風刺漫画ミュージアムは、15世紀から残る古い住宅の中庭に増築を施した小さな博物館。H&dMとしては、おとなしい作品。何となく惹かれた階段と手摺。
ドイツ語は理解できないけれど、漫画だけあって描写を追うだけでもなんとなく楽しめる。
また日本の漫画やアニメも多く展示されていて、ここでも改めて日本のカルチャーがグローバルに浸透しつつあることを実感する。
こちらもすべての展示を見て回ってから後にした。
バーゼルの街は、都会と自然の距離が近くて、とても暮らしやすそう。街を歩いていると、常に新たな発見があっていつまでも飽きが来ない。
そしてH&dM設計のバーゼル民族博物館(Museum der Kulturen Basel)。
普通の集合住宅の入り口から中庭に入って行くと、その中に美術館の入り口はある。
残念ながら、到着が開館時間に間に合わず、外をぐるっと回って見るだけにして、展示の見学は明日に持ち越し。
外観からでも十分、H&dMらしい素材感を前面に出したデザインが見て取れる。
施設系の建築は閉館する時間だけれど、日が落ちるまでのもう少し他の建築を見て回る事に。
道の途中で見つけた売店。閉店後は板戸を閉めてコンパクトに収まる。さりげなく機能と意匠が融合されたデザインがそこここにあるのは、やはり文化やアートの成熟度を感じる。
これもH&dM設計のロセッティ医薬研究所(Institute for Hospital Pharmaceuticals)。
プリントガラスをファサードに利用する建築の走りの一つ。出隅はガラスのトメ加工。
これまた通りすがりのバーゼル大学カレッジハウス(Universitat Basel Kollegienhaus)。

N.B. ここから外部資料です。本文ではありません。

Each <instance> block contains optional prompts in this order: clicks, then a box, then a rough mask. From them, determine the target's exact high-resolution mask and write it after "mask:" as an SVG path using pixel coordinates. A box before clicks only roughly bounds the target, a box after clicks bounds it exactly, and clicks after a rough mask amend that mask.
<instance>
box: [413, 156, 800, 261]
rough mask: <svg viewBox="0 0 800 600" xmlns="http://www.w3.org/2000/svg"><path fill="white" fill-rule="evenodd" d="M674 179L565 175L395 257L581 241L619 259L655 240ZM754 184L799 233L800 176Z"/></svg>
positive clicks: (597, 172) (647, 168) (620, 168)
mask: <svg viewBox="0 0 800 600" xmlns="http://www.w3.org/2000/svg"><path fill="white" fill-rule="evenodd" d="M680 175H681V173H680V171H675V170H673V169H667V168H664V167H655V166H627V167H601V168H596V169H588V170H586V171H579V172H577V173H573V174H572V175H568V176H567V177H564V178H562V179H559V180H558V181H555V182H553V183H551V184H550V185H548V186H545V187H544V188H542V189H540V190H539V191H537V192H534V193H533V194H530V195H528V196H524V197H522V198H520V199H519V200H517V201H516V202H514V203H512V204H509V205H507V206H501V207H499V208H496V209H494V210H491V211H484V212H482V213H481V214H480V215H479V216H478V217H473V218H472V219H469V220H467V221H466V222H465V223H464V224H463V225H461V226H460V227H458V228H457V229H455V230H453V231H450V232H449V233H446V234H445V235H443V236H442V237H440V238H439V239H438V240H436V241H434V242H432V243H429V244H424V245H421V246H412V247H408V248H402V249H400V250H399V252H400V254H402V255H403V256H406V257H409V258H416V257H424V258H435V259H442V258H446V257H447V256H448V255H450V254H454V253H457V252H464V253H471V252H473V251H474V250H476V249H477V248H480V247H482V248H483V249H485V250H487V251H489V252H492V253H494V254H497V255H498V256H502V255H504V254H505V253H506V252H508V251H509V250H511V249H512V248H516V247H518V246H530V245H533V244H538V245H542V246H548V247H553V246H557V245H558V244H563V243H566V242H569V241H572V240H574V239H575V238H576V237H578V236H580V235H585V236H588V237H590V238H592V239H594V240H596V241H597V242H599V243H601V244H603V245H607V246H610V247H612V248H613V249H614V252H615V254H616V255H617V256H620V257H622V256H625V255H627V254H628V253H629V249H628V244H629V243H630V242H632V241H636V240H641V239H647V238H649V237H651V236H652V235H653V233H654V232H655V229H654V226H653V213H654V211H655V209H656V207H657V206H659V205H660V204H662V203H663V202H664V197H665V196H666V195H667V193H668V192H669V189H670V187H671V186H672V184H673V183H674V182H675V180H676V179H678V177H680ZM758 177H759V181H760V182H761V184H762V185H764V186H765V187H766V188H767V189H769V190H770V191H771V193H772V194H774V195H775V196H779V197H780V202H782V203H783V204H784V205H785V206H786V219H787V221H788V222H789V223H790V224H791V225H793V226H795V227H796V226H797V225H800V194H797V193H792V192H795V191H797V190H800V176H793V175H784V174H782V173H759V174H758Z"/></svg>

石貼りの外壁とRC造の屋根と梁を意匠に使った外観がとても心地よく感じた。
日没前、今日最後の建築巡りもH&dM設計のシュッツェンマット通りの集合住宅(Apartment and Commercial Building Schutzenmattstrasse)。
想像以上に鉄の格子戸に重量感があって、迫力があった。
そして開閉窓が実際にも利用されていることが嬉しい。
宿への帰り、通りすがりにシェッツエンマットと似たアパートメントを発見。
H&dMの影響を受けているように見えるのは気のせいだろうか。
H&dMが拠点とする街バーゼルを歩き回った一日だった。